Specifically looking at the depot formulation, direct increase in adipose tissue is implicated in the weight gain observed. Furthermore, this increase in fat has been observed to accumulate in the body, primarily as visceral fat. The hypoestrogenic state created by DMPA use is the main explanation for DMPA-related increase in fat mass.33 This presumption is in agreement with the finding that in the hypoestrogenic state of menopause, observed increases in fat mass are independent of other factors such as age or baseline weight.33 However, studies have shown that this weight gain is not the result of increased food intake but rather the result of DMPA’s regulatory effects on appetite and energy expenditure. It has also been postulated that another mechanism for the weight gain observed in DMPA users is a glucocorticoid-like effect on hormonal regulators of metabolism. However, the existing data have shown that DMPA-associated weight gain may be reversible.34
In those using the depot format, the significance of this weight gain is unclear. Evidence from five studies35 suggests that among adult women using DMPA, baseline weight or BMI is not associated with differences in weight gain. In a study of normal, overweight, and obese users of DMPA, adult obese women using DMPA did not gain more weight than control women using the copper IUD.36 However, the BMI in normal and overweight women using DMPA increased more rapidly than matched women using the copper IUD.37 In contrast, in a study comparing adolescent girls using DMPA to those using oral contraceptives or nonhormonal methods, weight gain in obese girls receiving DMPA was significantly greater than weight gain in obese girls receiving oral contraceptives (P<0.001) and obese girls using no hormonal method (P<0.001). Weight gain in obese girls receiving DMPA was also greater than weight gain in all nonobese categories (P<0.001).32 In addition, a Cochrane review of progestin-only contraceptives demonstrated that the mean weight gain was low in the first year – <2 kg.37 Weight increases were noted in the 2 years following initiation of progestin-only contraceptives, but these were not significantly different across study groups. However, one study that followed women using DMPA for up to 10 years found that while women using both hormonal and nonhormonal methods of birth control gained weight, DMPA users were observed to have gained more weight (6.6 kg in DMPA users, 4.9 kg in copper IUD users).38
In 2008, the WHO Expert Working Group reviewed the existing literature to evaluate the current medical eligibility criteria for the use of progestin-only contraceptives in obese women. The recommendations are that, in general, adolescents (<18 years) with a BMI of ≥30 kg/m2 can use DMPA (WHO Category 2) and other progestin-only methods (WHO Category 1). Obese adult women can use all progestin-only methods (WHO Category 1).

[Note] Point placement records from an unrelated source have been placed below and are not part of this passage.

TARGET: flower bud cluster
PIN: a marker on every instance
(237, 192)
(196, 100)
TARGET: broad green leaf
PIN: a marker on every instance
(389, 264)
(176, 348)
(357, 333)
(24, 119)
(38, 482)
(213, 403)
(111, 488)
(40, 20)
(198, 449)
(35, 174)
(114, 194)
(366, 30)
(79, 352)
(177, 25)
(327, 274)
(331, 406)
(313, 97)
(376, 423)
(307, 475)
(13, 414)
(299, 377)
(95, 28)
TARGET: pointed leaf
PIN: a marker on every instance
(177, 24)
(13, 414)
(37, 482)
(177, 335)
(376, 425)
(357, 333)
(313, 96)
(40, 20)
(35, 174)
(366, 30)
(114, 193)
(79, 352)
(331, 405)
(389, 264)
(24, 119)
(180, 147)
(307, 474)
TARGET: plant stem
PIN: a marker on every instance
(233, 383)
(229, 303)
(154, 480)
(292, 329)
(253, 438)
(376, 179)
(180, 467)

The European Society of Contraception and Reproductive Health also found that DMPA was safe and effective in obese women.
Given that the rate of weight loss is the highest in the first year after bariatric surgery and that DMPA does seem to cause some weight gain, particularly in the first year of use, there may be some concerns for weight loss blunting with time since bariatric surgery. However, the minor weight gain observed in DMPA users is negligible when taking into consideration the rapidity of weight loss in the first year. It is, however, of concern that continued use of DMPA may cause a weight gain that may blunt the long-term success of bariatric surgery.

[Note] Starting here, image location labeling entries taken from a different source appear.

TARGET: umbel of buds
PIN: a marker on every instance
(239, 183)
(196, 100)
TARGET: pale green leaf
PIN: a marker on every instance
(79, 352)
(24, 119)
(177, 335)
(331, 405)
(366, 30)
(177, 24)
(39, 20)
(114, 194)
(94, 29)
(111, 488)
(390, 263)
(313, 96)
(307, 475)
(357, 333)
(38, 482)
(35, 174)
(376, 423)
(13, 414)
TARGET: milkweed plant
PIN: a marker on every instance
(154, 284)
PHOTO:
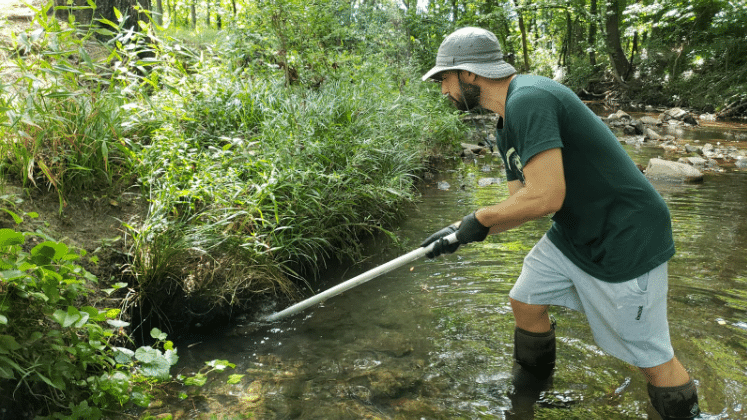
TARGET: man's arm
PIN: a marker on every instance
(543, 193)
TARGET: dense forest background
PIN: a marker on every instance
(672, 53)
(242, 145)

Obesity and venous thromboembolism
There is convincing epidemiologic evidence for an association between venous thromboembolism (VTE) and obesity from population studies. They demonstrate more than a twofold increase in the risk of VTE among obese patients.35 The risk of VTE is elevated fourfold to fivefold above baseline during pregnancy, but the increase in the risk of VTE specifically for obese pregnant women has been shown to be additive. Assuming an additive effect of obesity plus pregnancy on the risk of VTE, this risk may be clinically significant. One nested case–control study in Denmark demonstrated a fivefold increased risk of thromboembolism with obesity in early pregnancy.39 Prevention of undesired pregnancies in obese women is clearly a priority from the standpoint of reducing medical risks.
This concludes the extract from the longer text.